Only One Way? Critical Perspectives on Christian Pluralism

SCM Press recently released Only One Way?: Three Christian Responses to the Uniqueness of Christ in a Religiously Pluralistic World.  The book presents three theologians’ perspectives on religious pluralism in critical dialogue.  These theologians’ past expressions suggest Only One Way’s content:

Gavin D’Costa, Roman Catholic theologian, has rejected absolute religious pluralism (see Gavin D’Costa, The Impossibility of a Pluralist View of Religions, 32 Rel. Stud. 223 (1996)) as fundamentally flawed.  That view could not, for example, evaluate the truth claims of the Deutsche Christen (“German Christians”), who equated Nazism and gospel and were known to preach in SA uniforms; and the Bekennende Kirche (“Confessing Church”), who refused to embrace Nazified, Christo-Aryanism (see Richard J. Evans, The Third Reich in Power 223–28 (2005)).  In an absolute-pluralist view, how could one distinguish between Reichsbischof (“Reich Bishop”) Müller, who preached Hitler, the national redeemer, and Pastor Dietrich Bonhoeffer, who defied National Socialism and was hanged for his involvement in a plot to assassinate Hitler?  (See D’Costa at 226; Evans at 228).  For an account of Bonhoeffer’s defiance of Nazism, pastoral rebellion (he founded an illegal seminary), and eventual execution on April 9, 1945, eleven days before Berlin’s fall, watch Bonhoeffer (Journey Films 2003).

By analogy, from D’Costa’s examples, absolute pluralism would also prevent us, say, from distinguishing between the Islam that gave rise to the 9/11 attacks and the ancient, peaceful, and culturally profound Islam that abhors the violence that occurred on 9/11.

Daniel Strange, reformed evangelical Christian,  has also rejected pluralism, but in an entirely different way.  Strange has suggested that the unique character of the Christian God renders other faiths non-redemptive, even idolatrous.  Strange contrasts the single, co-extensive Father, Son, and Holy Spirit with the single, non-triune God—such as Allah—or a multiplicity of Gods—such as that of the Hindu tradition—and sees them as inherently in conflict.  Strange draws the trinitarian conception of God, he claims, from Christianity’s ultimate authority: scriptural revelation.

Conversely, Paul F. Knitter, liberation theologian, embraces what D’Costa refers to as a pragmatic pluralism (D’Costa, 227).  From the perspective of Knitter, Christ is the Way (‘Oδος, ), yes, but Christ is not the Way to only one destination.  Rather, for the Christian, Christ defines God—expresses God’s nature in its fullness.  But Christ does not confine God.  Thus, the truth to which Christ leads is not limited to the figure of Jesus; it is larger than Jesus and Jesus, therefore, points also to truths other than himself, other than Christianity.  From this viewpoint, Knitter speaks of Buddhism as a faith that both clarifies and corrects his Christian perspective.
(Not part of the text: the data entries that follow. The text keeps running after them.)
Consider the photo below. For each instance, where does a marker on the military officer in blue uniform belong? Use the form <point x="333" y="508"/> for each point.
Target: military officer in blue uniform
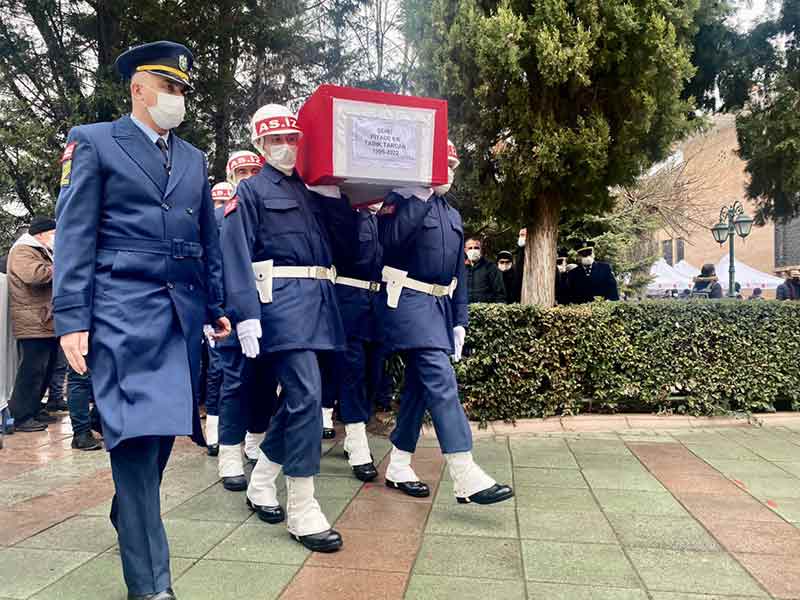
<point x="591" y="279"/>
<point x="278" y="243"/>
<point x="138" y="276"/>
<point x="248" y="395"/>
<point x="357" y="290"/>
<point x="424" y="316"/>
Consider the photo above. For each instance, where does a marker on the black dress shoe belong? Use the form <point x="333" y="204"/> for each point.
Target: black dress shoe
<point x="365" y="472"/>
<point x="30" y="425"/>
<point x="496" y="493"/>
<point x="45" y="417"/>
<point x="235" y="484"/>
<point x="85" y="441"/>
<point x="417" y="489"/>
<point x="268" y="514"/>
<point x="327" y="541"/>
<point x="167" y="594"/>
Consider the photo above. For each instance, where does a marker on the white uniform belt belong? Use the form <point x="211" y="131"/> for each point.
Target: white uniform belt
<point x="265" y="271"/>
<point x="432" y="289"/>
<point x="304" y="273"/>
<point x="397" y="279"/>
<point x="362" y="284"/>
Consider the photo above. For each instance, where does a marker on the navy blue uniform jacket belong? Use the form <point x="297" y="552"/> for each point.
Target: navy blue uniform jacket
<point x="427" y="240"/>
<point x="138" y="266"/>
<point x="277" y="218"/>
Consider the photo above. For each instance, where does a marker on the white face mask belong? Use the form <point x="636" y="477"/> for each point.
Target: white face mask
<point x="168" y="111"/>
<point x="281" y="156"/>
<point x="441" y="190"/>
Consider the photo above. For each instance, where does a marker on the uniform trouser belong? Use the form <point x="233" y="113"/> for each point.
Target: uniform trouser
<point x="430" y="383"/>
<point x="379" y="381"/>
<point x="55" y="395"/>
<point x="294" y="432"/>
<point x="353" y="367"/>
<point x="37" y="359"/>
<point x="248" y="397"/>
<point x="214" y="375"/>
<point x="137" y="465"/>
<point x="331" y="379"/>
<point x="79" y="396"/>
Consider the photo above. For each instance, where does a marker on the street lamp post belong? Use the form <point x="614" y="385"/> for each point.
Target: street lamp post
<point x="732" y="222"/>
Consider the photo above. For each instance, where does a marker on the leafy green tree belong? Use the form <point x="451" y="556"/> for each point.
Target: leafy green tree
<point x="553" y="103"/>
<point x="769" y="127"/>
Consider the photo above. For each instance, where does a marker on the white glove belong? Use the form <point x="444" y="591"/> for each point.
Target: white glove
<point x="249" y="332"/>
<point x="420" y="193"/>
<point x="329" y="191"/>
<point x="459" y="335"/>
<point x="208" y="331"/>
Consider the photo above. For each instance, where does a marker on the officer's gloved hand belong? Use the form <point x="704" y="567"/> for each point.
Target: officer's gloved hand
<point x="249" y="332"/>
<point x="208" y="331"/>
<point x="420" y="193"/>
<point x="459" y="336"/>
<point x="329" y="191"/>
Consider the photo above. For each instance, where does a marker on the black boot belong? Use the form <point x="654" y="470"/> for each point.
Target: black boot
<point x="326" y="541"/>
<point x="415" y="489"/>
<point x="85" y="441"/>
<point x="235" y="484"/>
<point x="268" y="514"/>
<point x="492" y="495"/>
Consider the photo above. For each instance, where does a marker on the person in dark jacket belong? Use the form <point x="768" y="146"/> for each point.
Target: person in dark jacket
<point x="484" y="279"/>
<point x="789" y="289"/>
<point x="505" y="263"/>
<point x="707" y="285"/>
<point x="591" y="279"/>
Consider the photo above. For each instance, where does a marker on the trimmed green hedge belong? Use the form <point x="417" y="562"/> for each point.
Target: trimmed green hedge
<point x="695" y="357"/>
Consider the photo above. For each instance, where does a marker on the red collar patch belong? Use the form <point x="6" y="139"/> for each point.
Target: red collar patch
<point x="231" y="205"/>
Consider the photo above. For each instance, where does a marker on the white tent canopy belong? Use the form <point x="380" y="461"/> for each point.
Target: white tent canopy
<point x="748" y="277"/>
<point x="666" y="278"/>
<point x="686" y="269"/>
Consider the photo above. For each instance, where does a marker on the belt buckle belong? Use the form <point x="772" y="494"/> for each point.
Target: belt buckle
<point x="178" y="249"/>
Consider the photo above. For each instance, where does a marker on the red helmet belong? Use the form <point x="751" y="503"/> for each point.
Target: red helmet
<point x="222" y="192"/>
<point x="242" y="158"/>
<point x="452" y="155"/>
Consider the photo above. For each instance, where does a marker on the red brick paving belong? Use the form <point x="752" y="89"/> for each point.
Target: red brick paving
<point x="382" y="532"/>
<point x="768" y="548"/>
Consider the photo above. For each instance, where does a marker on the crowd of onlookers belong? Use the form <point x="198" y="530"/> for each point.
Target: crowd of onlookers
<point x="42" y="371"/>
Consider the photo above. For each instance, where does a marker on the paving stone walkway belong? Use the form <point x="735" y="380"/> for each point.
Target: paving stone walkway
<point x="693" y="513"/>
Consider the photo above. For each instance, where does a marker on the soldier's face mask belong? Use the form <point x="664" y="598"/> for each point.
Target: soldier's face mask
<point x="441" y="190"/>
<point x="169" y="109"/>
<point x="282" y="156"/>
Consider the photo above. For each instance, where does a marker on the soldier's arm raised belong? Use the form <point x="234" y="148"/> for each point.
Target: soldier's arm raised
<point x="78" y="210"/>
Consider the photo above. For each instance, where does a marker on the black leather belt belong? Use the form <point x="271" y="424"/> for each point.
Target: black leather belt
<point x="175" y="248"/>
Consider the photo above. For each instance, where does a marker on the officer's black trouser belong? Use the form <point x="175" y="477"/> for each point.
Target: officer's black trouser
<point x="37" y="360"/>
<point x="430" y="384"/>
<point x="137" y="465"/>
<point x="293" y="436"/>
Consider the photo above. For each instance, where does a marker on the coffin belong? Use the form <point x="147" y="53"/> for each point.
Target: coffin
<point x="369" y="142"/>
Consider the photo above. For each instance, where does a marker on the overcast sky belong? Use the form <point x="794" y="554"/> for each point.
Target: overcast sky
<point x="752" y="12"/>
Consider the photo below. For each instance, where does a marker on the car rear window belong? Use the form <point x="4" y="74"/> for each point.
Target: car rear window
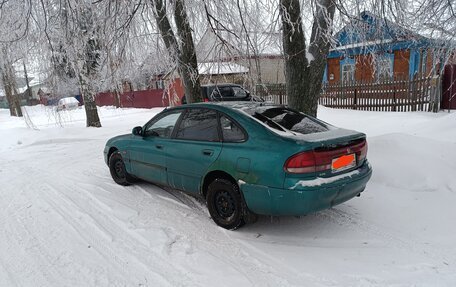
<point x="284" y="119"/>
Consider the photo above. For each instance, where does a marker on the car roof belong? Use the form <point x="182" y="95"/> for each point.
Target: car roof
<point x="222" y="85"/>
<point x="249" y="107"/>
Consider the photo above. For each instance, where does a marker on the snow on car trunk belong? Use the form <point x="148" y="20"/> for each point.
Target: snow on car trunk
<point x="65" y="222"/>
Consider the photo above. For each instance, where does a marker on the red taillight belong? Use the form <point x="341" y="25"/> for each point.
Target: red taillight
<point x="362" y="153"/>
<point x="301" y="163"/>
<point x="321" y="159"/>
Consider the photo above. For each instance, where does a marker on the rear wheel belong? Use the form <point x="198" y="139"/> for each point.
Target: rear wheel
<point x="225" y="204"/>
<point x="117" y="169"/>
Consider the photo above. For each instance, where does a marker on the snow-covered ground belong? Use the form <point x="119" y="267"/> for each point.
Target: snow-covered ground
<point x="64" y="222"/>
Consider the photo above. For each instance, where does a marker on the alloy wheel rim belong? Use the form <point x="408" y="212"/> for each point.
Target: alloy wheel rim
<point x="224" y="204"/>
<point x="119" y="169"/>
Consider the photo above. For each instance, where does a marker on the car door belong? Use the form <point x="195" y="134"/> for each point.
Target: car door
<point x="148" y="151"/>
<point x="196" y="147"/>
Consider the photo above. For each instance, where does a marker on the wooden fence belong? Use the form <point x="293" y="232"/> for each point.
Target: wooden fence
<point x="418" y="94"/>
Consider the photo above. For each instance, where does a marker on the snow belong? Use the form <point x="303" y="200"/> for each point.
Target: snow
<point x="64" y="222"/>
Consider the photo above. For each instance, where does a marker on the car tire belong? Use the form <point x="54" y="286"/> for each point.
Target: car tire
<point x="117" y="169"/>
<point x="225" y="204"/>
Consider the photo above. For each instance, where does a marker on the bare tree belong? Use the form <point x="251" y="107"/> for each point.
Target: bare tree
<point x="304" y="68"/>
<point x="9" y="83"/>
<point x="181" y="50"/>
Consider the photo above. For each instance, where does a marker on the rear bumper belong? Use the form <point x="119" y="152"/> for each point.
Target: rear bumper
<point x="306" y="196"/>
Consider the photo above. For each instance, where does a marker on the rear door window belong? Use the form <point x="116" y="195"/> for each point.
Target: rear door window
<point x="231" y="131"/>
<point x="163" y="126"/>
<point x="287" y="119"/>
<point x="200" y="125"/>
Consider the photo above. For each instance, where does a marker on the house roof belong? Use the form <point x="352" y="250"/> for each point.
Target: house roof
<point x="371" y="33"/>
<point x="221" y="68"/>
<point x="224" y="45"/>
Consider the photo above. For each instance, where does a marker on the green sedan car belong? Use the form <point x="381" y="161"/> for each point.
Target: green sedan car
<point x="244" y="159"/>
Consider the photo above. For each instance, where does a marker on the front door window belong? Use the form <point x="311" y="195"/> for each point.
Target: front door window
<point x="199" y="125"/>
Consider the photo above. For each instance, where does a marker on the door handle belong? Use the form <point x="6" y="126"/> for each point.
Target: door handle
<point x="208" y="152"/>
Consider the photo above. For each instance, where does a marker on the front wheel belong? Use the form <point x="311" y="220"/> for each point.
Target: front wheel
<point x="117" y="169"/>
<point x="224" y="202"/>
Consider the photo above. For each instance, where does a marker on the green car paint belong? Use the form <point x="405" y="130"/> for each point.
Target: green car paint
<point x="256" y="163"/>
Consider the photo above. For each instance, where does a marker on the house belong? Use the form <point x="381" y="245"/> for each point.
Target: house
<point x="254" y="57"/>
<point x="375" y="49"/>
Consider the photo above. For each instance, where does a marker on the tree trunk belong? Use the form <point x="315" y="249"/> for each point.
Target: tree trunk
<point x="304" y="76"/>
<point x="9" y="85"/>
<point x="183" y="55"/>
<point x="88" y="96"/>
<point x="319" y="48"/>
<point x="294" y="47"/>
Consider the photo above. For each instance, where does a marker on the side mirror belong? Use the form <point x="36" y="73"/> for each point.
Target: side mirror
<point x="137" y="131"/>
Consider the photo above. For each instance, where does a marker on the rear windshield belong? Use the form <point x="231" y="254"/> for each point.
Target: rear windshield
<point x="284" y="119"/>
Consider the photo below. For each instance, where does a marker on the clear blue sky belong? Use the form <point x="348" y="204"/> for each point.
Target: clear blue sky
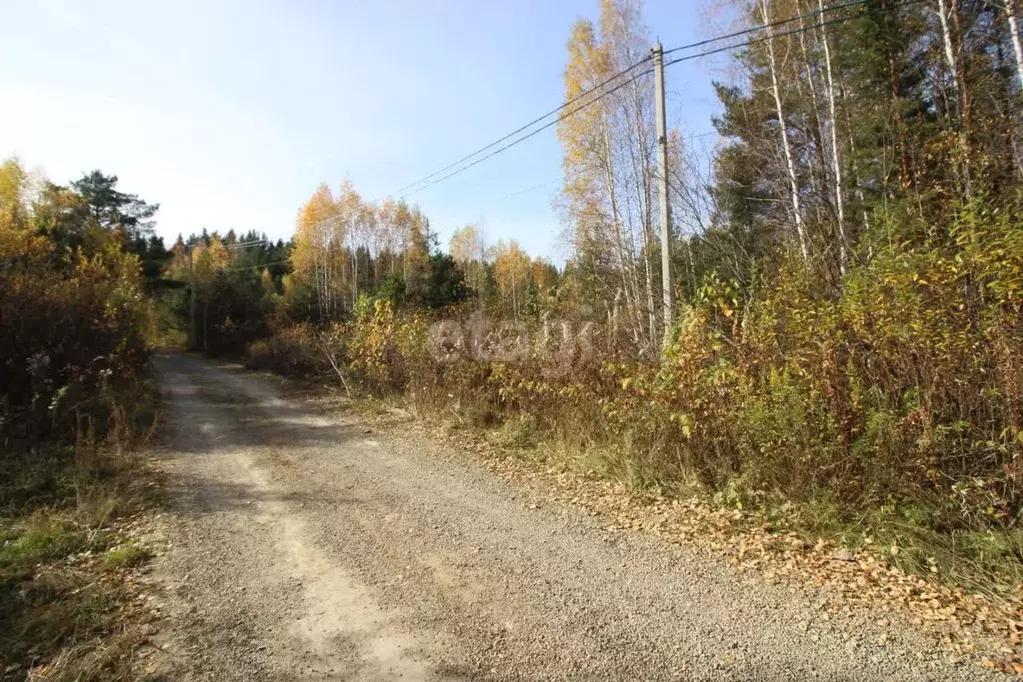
<point x="229" y="114"/>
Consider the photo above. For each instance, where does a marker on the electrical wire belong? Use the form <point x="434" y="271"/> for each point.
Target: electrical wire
<point x="761" y="27"/>
<point x="526" y="127"/>
<point x="532" y="133"/>
<point x="610" y="91"/>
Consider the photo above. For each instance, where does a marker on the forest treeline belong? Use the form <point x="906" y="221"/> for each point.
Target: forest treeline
<point x="847" y="356"/>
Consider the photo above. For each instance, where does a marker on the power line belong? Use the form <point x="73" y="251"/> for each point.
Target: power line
<point x="761" y="27"/>
<point x="602" y="95"/>
<point x="541" y="185"/>
<point x="531" y="134"/>
<point x="526" y="127"/>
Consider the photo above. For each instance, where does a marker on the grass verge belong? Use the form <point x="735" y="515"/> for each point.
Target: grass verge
<point x="69" y="607"/>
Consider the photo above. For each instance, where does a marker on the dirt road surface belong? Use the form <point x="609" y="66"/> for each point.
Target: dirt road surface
<point x="307" y="546"/>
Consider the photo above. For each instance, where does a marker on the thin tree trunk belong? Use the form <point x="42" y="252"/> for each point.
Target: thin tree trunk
<point x="959" y="88"/>
<point x="1012" y="12"/>
<point x="793" y="183"/>
<point x="843" y="258"/>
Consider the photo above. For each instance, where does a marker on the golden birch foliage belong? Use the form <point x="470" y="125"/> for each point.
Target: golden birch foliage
<point x="311" y="237"/>
<point x="512" y="266"/>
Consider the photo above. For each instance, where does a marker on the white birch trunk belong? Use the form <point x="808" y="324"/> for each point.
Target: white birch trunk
<point x="793" y="183"/>
<point x="843" y="258"/>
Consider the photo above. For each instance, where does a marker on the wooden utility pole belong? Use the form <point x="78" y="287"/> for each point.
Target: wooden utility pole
<point x="667" y="281"/>
<point x="192" y="342"/>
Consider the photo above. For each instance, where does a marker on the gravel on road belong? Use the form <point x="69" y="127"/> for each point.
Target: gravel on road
<point x="308" y="545"/>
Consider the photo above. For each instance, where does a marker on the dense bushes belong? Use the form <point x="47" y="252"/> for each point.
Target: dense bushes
<point x="895" y="401"/>
<point x="73" y="313"/>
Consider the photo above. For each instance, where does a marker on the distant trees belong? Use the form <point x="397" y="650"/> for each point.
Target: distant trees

SCM describes Only one Way? as follows:

This book presents three different, influential and representative theological approaches towards the world religions. Students are not only introduced to the field, but get three passionate and intelligent ‘takes’ on what is at stake. By means of a response to each of the primary essays, the authors are put into interaction with each other, and are also engaged with the most contemporary scholarship in the field of theology of religions.This sustained and high level critical interaction between the authors provides a feature that is not to be found in any other current work in theology of religions. The three views represent: conservative Roman Catholic Christianity (D’Costa), Reformed evangelical Christianity (Strange) and liberationist liberal Christianity (Knitter). This book will therefore appeal to a very wide theological market from all sections of the theological spectrum.

An exceptional resource for the general reader or student of theology, this volume succinctly introduces the three major Christian positions on religious diversity. Written with theological precision, readable prose and autobiographical detail, the dialogical format puts the reader at the center of an intimate conversation where she can follow closely the moves each theologian makes to defend his position. Simply put, the exchange illuminates the very different stances Christian theologians take in the response to other religions, and helps readers to see the diverse methodological options for a Christian theology of religious pluralism.